Professor Peacock of Cambridge University and PHE told The Times: ‘This would be consistent with what we have seen in terms of disease prevalence elsewhere once B.1.1.7 [the Kent variant] is introduced and becomes established.’
That strain quickly spread around the world after being picked up in the South East of England last September, sparking deadly second waves in Britain, Europe and America.
‘Everywhere else B.1.1.7 has taken hold and taken root it has become the most prevalent one,’ Professor Peacock said. ‘So the thing that I want to understand is, how prevalent really is B.1.1.7?’
Sequencing of variants in India is patchy, meaning it is difficult to discern exactly which variants are spreading and how quickly.
Official figures show that over the past 60 days, the Kent strain has accounted for 15 per cent of samples sequenced in India, compared to 29 per cent of the Indian variant.
Experts have picked up on a number of cases of the Kent variant being reimported to the UK via travellers from India, hinting the strain is more widespread there than figures suggest.
How many times has the B.1.617 been spotted in Britain?
Latest Public Health England data shows the B.1.617 variant had been detected 132 times by April 21, up from 77 on April 14.

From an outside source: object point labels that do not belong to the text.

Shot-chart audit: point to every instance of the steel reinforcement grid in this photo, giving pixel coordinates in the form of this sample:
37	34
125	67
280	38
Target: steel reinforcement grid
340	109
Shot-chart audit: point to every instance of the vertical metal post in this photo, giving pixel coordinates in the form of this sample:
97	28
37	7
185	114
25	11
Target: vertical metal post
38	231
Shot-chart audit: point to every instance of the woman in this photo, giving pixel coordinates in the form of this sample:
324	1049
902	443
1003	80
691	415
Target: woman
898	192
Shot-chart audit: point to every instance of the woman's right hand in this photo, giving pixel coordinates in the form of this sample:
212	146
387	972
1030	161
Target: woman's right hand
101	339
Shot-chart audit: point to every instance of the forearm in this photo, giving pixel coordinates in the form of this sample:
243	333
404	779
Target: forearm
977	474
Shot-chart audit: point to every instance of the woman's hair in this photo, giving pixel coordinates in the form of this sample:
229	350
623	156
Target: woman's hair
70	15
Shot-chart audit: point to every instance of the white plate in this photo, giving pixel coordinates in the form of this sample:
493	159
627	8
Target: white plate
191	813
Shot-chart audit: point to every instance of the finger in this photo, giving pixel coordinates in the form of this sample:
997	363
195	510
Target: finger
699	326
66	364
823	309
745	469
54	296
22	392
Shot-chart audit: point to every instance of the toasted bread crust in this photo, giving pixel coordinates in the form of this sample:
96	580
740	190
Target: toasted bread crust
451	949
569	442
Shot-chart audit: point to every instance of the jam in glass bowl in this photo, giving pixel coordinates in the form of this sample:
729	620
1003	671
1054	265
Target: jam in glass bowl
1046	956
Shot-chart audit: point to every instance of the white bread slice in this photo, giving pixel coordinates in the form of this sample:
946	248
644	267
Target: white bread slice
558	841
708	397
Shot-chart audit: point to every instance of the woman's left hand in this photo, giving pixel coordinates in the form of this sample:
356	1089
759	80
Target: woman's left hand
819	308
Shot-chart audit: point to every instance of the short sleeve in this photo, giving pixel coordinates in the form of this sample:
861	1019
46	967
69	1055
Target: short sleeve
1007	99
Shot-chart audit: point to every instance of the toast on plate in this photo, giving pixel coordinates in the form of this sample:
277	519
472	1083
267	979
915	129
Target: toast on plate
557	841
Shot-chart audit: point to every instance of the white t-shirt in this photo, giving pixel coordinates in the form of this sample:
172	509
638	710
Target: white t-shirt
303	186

Professor Hunter told MailOnline it was ‘almost certain’ that there are more cases of the Indian variant because it can take two or three weeks for sequences to be analysed and published.
Three people who tested positive for the Indian coronavirus variant in the past week had no travel links, in the first early warning that the strain is spreading in the community.
The variant is also spreading rapidly, the data shows, with cases soaring 70 per cent in the past week. Of the 55 new cases, 39 caught the virus within the UK, mostly from someone who had been to India recently.
But three of the cases had no links to travel. The remaining 16 cases were imported directly from abroad.